Обедала она вместе с ним в отеле и каждый вечер проводила с ним — либо в городе, в его номере, либо за городом. Дома она говорила, что должна учиться по вечерам, чтобы получить степень. Однако занятиями она совершенно пренебрегала.

Оба они были абсолютно довольны, счастливы и спокойны, и совершенная полнота собственного бытия делала все иное настолько вторичным, что они чувствовали себя свободными. Единственное, чего они желали бы в эти дни, это больше времени для себя. Им требовалось время, чтобы тратить его в свое удовольствие.

Близились пасхальные каникулы. Они условились с началом каникул уехать. О возвращении они не думали. Реальность оставляла их равнодушными.

— Думаю, нам следует пожениться, — задумчиво сказал он однажды.

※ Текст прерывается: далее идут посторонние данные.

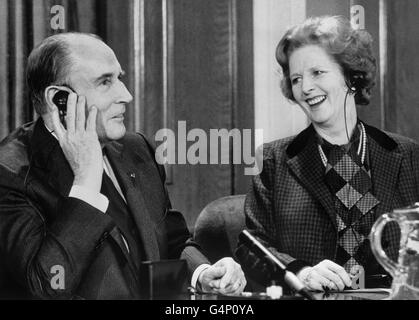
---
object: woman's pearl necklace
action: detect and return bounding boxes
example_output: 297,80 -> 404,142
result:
317,122 -> 367,167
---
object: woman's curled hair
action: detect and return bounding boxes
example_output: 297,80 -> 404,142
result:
276,16 -> 377,105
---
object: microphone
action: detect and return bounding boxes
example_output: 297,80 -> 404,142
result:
239,230 -> 316,300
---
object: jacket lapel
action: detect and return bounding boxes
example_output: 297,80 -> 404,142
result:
287,123 -> 408,227
105,142 -> 160,261
287,125 -> 337,230
364,124 -> 402,217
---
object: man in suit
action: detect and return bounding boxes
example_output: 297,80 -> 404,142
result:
0,33 -> 246,299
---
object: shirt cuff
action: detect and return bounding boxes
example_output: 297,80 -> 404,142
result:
68,185 -> 109,213
287,259 -> 311,274
191,263 -> 211,289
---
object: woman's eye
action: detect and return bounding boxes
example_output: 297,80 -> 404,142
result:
291,78 -> 301,85
101,79 -> 112,86
313,70 -> 324,76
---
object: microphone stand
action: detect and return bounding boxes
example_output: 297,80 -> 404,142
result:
239,230 -> 316,300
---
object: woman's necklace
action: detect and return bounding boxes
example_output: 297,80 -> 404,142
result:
317,122 -> 367,167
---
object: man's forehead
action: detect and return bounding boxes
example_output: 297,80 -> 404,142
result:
70,38 -> 121,77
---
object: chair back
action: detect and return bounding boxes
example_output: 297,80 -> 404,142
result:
194,195 -> 246,263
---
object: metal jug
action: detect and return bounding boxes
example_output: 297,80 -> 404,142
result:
370,203 -> 419,300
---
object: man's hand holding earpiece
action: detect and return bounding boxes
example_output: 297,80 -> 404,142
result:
52,93 -> 103,192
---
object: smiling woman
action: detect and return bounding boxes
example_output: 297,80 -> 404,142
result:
236,16 -> 419,290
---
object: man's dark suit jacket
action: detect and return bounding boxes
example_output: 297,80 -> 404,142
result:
0,120 -> 208,299
236,124 -> 419,283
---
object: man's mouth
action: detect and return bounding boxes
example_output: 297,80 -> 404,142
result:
306,96 -> 327,107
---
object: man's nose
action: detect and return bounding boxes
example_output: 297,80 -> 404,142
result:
118,81 -> 133,103
301,77 -> 314,95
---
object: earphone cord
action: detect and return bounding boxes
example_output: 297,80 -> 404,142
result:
343,90 -> 349,143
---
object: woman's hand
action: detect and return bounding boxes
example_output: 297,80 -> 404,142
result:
297,260 -> 352,291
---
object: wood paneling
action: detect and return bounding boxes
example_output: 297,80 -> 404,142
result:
386,0 -> 419,141
0,0 -> 9,140
169,0 -> 253,227
306,0 -> 351,17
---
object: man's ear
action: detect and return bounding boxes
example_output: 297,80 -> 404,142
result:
44,86 -> 63,112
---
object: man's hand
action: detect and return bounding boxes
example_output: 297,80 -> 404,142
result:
297,260 -> 352,291
198,258 -> 247,294
52,93 -> 103,192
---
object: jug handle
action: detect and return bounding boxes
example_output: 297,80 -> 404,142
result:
370,213 -> 399,277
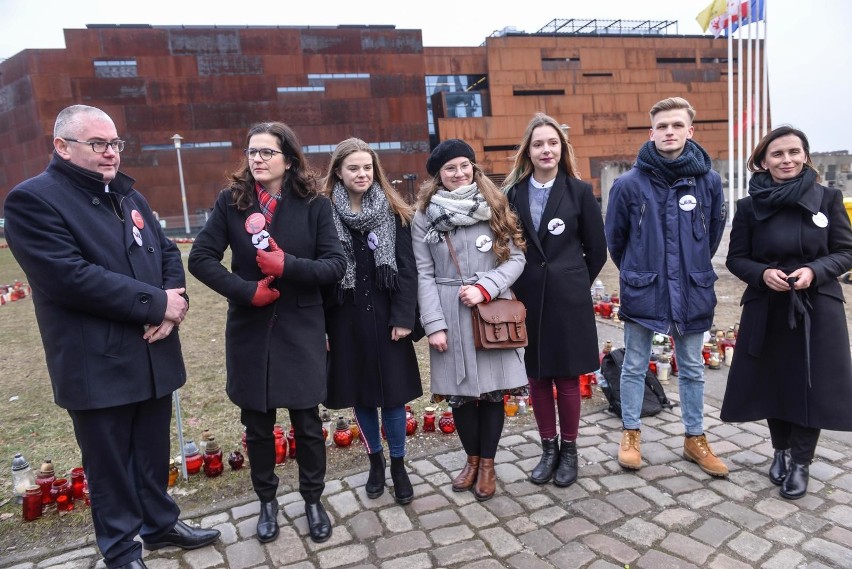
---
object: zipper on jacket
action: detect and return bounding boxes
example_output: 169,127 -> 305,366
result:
698,202 -> 707,235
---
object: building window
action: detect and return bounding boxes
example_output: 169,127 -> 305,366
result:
426,75 -> 488,142
92,59 -> 137,78
142,140 -> 234,151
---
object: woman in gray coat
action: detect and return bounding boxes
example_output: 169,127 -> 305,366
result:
411,139 -> 527,501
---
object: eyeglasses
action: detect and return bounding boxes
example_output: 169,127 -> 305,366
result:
243,148 -> 284,162
441,162 -> 473,176
62,137 -> 126,154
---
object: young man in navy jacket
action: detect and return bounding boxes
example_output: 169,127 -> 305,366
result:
605,97 -> 728,476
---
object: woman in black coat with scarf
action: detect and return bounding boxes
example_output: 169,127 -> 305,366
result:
189,122 -> 346,542
721,126 -> 852,500
504,113 -> 606,487
323,138 -> 423,505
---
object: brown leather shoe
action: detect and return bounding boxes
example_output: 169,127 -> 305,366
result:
683,435 -> 728,476
453,455 -> 480,492
473,458 -> 497,502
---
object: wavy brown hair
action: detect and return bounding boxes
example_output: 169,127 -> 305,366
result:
747,124 -> 819,181
417,163 -> 527,263
319,137 -> 414,225
228,122 -> 318,211
502,113 -> 580,191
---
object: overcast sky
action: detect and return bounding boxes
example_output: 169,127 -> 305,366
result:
0,0 -> 852,152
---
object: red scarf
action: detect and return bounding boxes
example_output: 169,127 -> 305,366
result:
254,182 -> 281,225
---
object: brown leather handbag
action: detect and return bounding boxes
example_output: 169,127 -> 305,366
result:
446,234 -> 528,350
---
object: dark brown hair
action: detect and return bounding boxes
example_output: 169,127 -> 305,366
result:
228,122 -> 318,211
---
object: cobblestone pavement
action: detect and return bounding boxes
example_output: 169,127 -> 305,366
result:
7,382 -> 852,569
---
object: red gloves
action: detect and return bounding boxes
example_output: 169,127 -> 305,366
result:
251,277 -> 281,307
257,237 -> 284,278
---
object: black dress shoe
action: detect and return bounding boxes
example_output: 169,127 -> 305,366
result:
143,520 -> 219,550
305,502 -> 331,543
118,559 -> 148,569
781,460 -> 808,500
257,500 -> 278,543
769,449 -> 790,486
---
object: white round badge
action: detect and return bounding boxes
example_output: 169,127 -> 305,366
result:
677,194 -> 698,211
367,231 -> 379,251
547,217 -> 565,235
251,229 -> 269,249
475,235 -> 493,253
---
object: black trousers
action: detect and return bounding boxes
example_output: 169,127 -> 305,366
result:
240,407 -> 325,504
766,419 -> 820,464
453,400 -> 506,458
68,396 -> 180,569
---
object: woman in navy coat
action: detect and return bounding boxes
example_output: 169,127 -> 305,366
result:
189,122 -> 346,542
721,126 -> 852,500
323,138 -> 423,505
504,113 -> 606,487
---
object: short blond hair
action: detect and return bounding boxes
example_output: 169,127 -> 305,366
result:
648,97 -> 695,123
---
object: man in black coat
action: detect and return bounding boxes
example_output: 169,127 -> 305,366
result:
5,105 -> 219,569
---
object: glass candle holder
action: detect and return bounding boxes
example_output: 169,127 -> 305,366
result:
51,478 -> 74,513
71,466 -> 86,500
438,411 -> 456,435
21,484 -> 42,522
423,407 -> 435,433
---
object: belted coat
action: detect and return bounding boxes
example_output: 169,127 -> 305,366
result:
507,171 -> 606,379
411,211 -> 527,397
721,184 -> 852,431
189,189 -> 346,412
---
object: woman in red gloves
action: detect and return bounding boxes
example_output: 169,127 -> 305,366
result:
189,122 -> 346,543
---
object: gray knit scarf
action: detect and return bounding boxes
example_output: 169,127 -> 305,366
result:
332,182 -> 399,299
424,182 -> 491,243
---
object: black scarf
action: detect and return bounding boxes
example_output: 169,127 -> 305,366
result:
748,168 -> 819,221
636,139 -> 713,186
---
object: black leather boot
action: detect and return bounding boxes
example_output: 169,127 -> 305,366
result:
257,500 -> 278,543
769,449 -> 790,486
364,450 -> 387,498
530,437 -> 559,484
553,439 -> 577,488
781,459 -> 809,500
391,456 -> 414,506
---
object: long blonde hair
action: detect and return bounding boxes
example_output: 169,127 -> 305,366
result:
502,113 -> 580,191
320,137 -> 414,226
417,162 -> 527,263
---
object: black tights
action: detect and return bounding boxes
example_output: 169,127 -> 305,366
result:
766,419 -> 820,464
453,401 -> 505,458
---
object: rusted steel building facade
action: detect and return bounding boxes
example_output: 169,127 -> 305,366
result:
0,20 -> 744,225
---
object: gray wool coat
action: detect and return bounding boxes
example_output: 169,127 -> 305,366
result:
411,211 -> 527,397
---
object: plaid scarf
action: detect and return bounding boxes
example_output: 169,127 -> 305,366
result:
254,182 -> 281,225
423,182 -> 491,243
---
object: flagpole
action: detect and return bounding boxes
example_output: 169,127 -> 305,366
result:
737,21 -> 745,198
725,13 -> 737,221
740,7 -> 754,187
754,0 -> 764,149
763,2 -> 772,136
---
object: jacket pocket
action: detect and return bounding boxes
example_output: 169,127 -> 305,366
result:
621,270 -> 659,319
686,269 -> 719,322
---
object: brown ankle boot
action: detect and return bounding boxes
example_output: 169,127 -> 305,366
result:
453,455 -> 479,492
473,458 -> 497,502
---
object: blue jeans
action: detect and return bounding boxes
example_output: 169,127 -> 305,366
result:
355,405 -> 405,458
621,321 -> 704,437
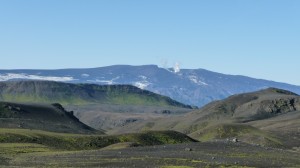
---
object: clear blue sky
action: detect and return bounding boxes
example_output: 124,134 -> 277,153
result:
0,0 -> 300,85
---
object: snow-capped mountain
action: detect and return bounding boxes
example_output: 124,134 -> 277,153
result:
0,65 -> 300,106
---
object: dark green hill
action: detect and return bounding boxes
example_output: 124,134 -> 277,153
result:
111,88 -> 300,146
0,81 -> 192,130
0,81 -> 191,108
0,102 -> 103,134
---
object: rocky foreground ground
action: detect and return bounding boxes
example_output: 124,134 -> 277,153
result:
2,141 -> 300,168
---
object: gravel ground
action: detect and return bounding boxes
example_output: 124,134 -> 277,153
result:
6,141 -> 300,168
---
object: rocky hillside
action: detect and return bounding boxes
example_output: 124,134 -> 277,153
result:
0,65 -> 300,106
112,88 -> 300,146
0,81 -> 191,108
0,102 -> 98,134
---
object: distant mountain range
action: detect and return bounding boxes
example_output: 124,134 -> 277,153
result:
0,80 -> 192,130
0,65 -> 300,106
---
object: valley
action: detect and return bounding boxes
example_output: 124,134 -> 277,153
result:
0,81 -> 300,168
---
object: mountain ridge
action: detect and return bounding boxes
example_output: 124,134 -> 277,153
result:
0,65 -> 300,106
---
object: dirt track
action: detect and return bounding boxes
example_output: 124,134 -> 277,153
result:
10,141 -> 300,168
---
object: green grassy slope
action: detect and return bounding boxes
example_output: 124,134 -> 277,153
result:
109,88 -> 300,146
0,81 -> 191,108
0,128 -> 196,150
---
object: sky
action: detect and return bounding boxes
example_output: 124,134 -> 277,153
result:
0,0 -> 300,85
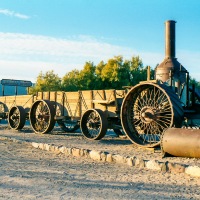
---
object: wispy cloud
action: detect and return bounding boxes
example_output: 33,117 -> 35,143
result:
0,32 -> 200,81
0,9 -> 30,19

Все было так восхитительно, так по-нездешнему глубоко. Обнародовать их связь значило бы приравнять ее ко всему, что грозило уничтожением, ко всему, от чего он в то время совершенно оторвался. Женившись, он должен был бы восстановить свой общественный статус. А от одной мысли об этом он робел и терялся. Став его женой в глазах общества, а значит, став частью запутанного и мертвого клубка реальности, как сможет сохранить она свое место в тайной, подспудной его жизни? Ведь жена в глазах общества — это, считай, материальный символ В то время как в настоящем она для него сияет ярче всего, что может предложить мир обычных вещей. Она есть единственное направление обычной жизни, он и она заодно, ею и им, мощным и темным потоком их устремленности обретает цель всеобщая мертвенность, в которую они погружены.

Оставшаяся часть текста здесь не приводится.